Я в недоумении снял фуражку.

– Нет уже головастика, понял, писака! Понял?! Понял, спрашиваю?!

Я постоял на месте, потом надел фуражку и пошагал к штабу отряда.

– А ты говоришь – к вам! – цедил я сквозь зубы. – Ты говоришь... И говоришь – любишь! Ты все говоришь!..

Железновский ничего не отвечал. Шел за мной. Он понимал, куда я иду. Я только не понимал, куда иду. Я иду к начальнику заставы? Или к его осиротевшей вдове? Куда я иду? Иду к женщине, которая меня очаровала запахом духов?.. Почему она так взглянула на меня, когда я, увильнув от обеда, увидел ее там, у ворот штаба? Почему так горько и печально она посмотрела на меня? Чем же я ей могу помочь теперь?

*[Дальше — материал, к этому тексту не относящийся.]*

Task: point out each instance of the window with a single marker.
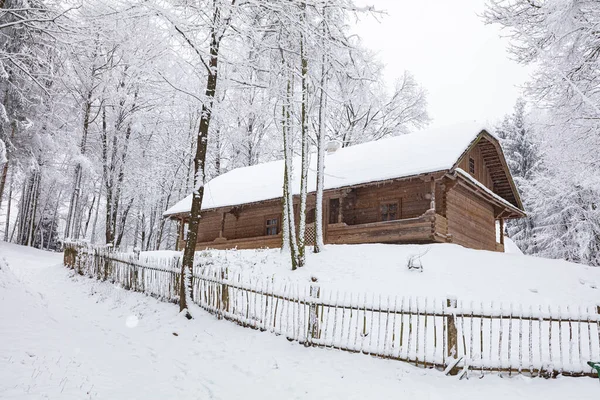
(310, 216)
(184, 229)
(334, 210)
(389, 211)
(272, 226)
(471, 165)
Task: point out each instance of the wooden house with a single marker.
(435, 186)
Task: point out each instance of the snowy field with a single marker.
(448, 270)
(68, 337)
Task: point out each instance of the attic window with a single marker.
(272, 226)
(389, 211)
(471, 165)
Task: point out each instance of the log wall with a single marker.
(471, 220)
(482, 173)
(468, 219)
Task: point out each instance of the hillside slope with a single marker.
(69, 337)
(448, 270)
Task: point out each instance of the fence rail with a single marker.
(427, 332)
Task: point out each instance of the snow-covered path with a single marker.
(67, 337)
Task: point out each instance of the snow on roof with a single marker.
(430, 150)
(482, 187)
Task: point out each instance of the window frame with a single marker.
(395, 202)
(268, 226)
(339, 206)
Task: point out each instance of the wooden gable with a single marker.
(490, 167)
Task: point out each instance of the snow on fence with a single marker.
(427, 332)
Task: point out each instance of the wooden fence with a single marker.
(440, 333)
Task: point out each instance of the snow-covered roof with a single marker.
(485, 189)
(429, 150)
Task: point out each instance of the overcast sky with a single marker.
(462, 62)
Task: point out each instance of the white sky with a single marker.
(462, 62)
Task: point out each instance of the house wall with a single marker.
(362, 205)
(482, 173)
(471, 220)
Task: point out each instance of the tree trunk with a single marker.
(7, 224)
(199, 169)
(305, 150)
(288, 201)
(319, 242)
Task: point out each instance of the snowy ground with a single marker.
(67, 337)
(448, 270)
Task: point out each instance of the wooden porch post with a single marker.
(432, 205)
(179, 233)
(222, 225)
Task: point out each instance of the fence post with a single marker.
(313, 321)
(452, 348)
(224, 292)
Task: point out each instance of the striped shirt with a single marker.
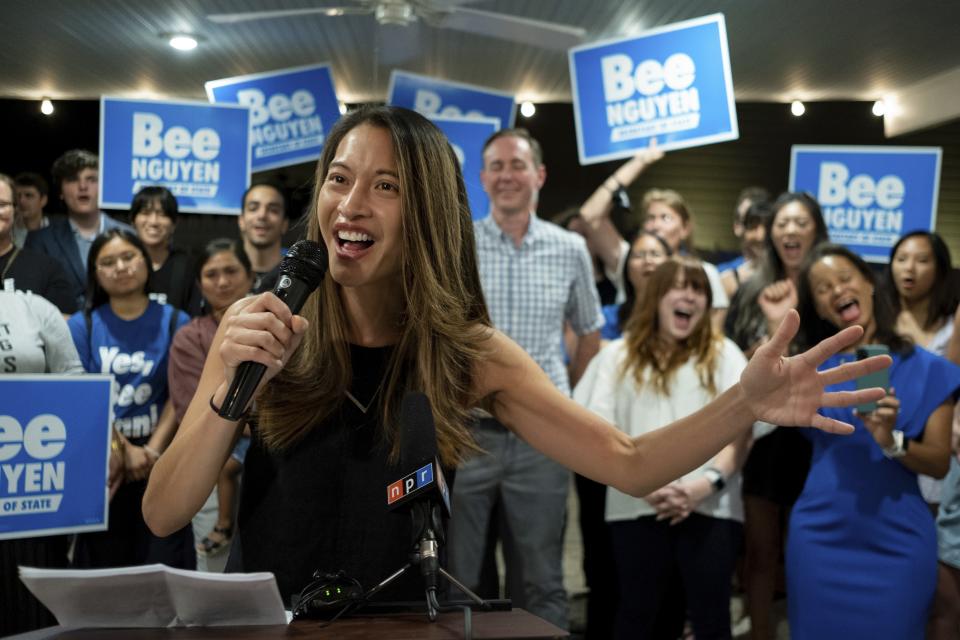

Железновский вдруг меня притормозил.

– Слушай, не будем нарываться на скандал. Мы и так слишком выперлись. Нас просто... не поймут!

3

Полковник Шмаринов меня предупреждает.

Записка от Лены.

Железновский достает "дело Шугова".

Вдова начальника заставы Павликова.

Я потом не раз благодарил судьбу за то, что повстречал в тот вечер Шмаринова. Есть люди, которые дружат по-мужски крепко, не слюнявятся, а делают в самый нужный час то, что следует делать, чтобы у тебя не слетела с плеч голова. Шмаринов был из таких людей. Мы с ним, люди разного положения – он полковник, я старшина – молча, стиснув зубы, бились на волейбольной площадке, когда играли за сборную дивизии. Игроков стоящих было раз, два и обчелся. В позапрошлом году нам дозарезу нужна была победа, чтобы прорваться на армейские соревнования. Победа, впрочем, нужна всем. Шмаринов был тогда, как говорили у нас в спортивной дружине, на подъеме.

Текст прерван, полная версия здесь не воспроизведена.